Streetwear is a phenomenon that has been steadily gaining ground in the world of high fashion through collaborations, social media and the prominence of street style. Commanding huge audiences despite its (often exorbitant) price tags, the genre that birthed the ugly shoe trend, gave new life to previously ‘sporty’ brands like Fila and Reebok and galvanised an entire generation of ‘hypebeasts’, seems unstoppable.
But for all its coverage and cult status (never forget Louis Vuitton x Supreme), it feels like this branch of fashion is undergoing a necessary shift. Last week, a number of commentators were posing questions of whether Vetements — the arguable godfather of streetwear as we know it today — was over? Was there still a viable market for it? Making headlines for charging over $1000USD for their re-worked Levis and cigarette-lighter heels, it was a brand that could create hype from nothing and people were apparently ready to buy into its subversive message en mass. But with its founder Demna Gvasalia now the artistic director at high-end fashion house, Balenciaga, his disruptive ideals can now be played out on a couture stage — and the fashion crowd of now are responding.

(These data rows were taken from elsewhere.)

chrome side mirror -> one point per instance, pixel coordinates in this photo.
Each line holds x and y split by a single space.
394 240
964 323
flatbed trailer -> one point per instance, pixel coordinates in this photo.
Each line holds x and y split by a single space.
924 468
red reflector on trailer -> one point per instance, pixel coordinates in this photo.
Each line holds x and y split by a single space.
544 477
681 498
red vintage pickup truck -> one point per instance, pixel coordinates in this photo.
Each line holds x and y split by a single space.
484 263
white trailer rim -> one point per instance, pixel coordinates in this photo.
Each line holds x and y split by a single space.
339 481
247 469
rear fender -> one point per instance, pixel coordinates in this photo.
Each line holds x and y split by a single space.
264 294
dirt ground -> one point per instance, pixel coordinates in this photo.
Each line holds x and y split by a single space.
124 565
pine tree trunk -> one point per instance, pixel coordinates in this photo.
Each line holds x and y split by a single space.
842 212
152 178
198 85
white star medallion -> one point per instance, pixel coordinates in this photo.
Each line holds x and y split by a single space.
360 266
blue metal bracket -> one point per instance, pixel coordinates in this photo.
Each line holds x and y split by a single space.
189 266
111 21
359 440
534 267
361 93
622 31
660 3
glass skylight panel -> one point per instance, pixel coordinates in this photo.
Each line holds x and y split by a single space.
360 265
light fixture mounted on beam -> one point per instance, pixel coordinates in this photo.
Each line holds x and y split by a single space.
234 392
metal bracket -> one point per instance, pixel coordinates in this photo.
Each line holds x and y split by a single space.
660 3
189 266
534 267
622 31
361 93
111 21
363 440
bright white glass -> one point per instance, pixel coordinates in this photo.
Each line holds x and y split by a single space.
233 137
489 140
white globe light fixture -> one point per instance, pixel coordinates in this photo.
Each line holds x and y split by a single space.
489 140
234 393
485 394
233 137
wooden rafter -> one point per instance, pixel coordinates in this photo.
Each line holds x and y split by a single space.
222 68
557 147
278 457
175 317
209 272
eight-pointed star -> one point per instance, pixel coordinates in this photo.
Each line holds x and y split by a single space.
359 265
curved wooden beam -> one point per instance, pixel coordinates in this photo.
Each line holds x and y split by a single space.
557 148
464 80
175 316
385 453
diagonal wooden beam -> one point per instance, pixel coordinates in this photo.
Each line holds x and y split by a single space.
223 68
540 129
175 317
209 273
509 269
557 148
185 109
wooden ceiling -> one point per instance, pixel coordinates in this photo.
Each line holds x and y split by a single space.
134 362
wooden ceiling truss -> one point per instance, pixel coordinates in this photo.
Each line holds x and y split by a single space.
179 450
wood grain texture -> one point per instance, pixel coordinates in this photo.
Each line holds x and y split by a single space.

So the question becomes — is it necessary for streetwear brands to evolve into luxury in order to find a viable place in today’s market? This week, Gosha Rubchinskiy the Russian streetwear label announced they would cease making collections, stipulating that something ‘new’ was on the horizon; Virgil Abloh, famed for his label, Off-White, that was rooted in streetwear and offered an ironic take on garment construction was last week announced as the new artistic director for menswear at Louis Vuitton; and even the simple fact that sneakers have been one of the largest selling points for luxury brands over the last few seasons (think Gucci’s Ace sneakers, Christian Dior’s sneakers and Louis Vuitton’s Archlight sneakers) points to the eventual folding of streetwear into luxury.
With the new aesthetic on the streets of fashion week calling for a seamless mix of glamour and grunge, it’s clear that the reign of streetwear as autonomous and subversive is over. It has been inducted into the halls of high fashion, and for now, that’s where it will remain.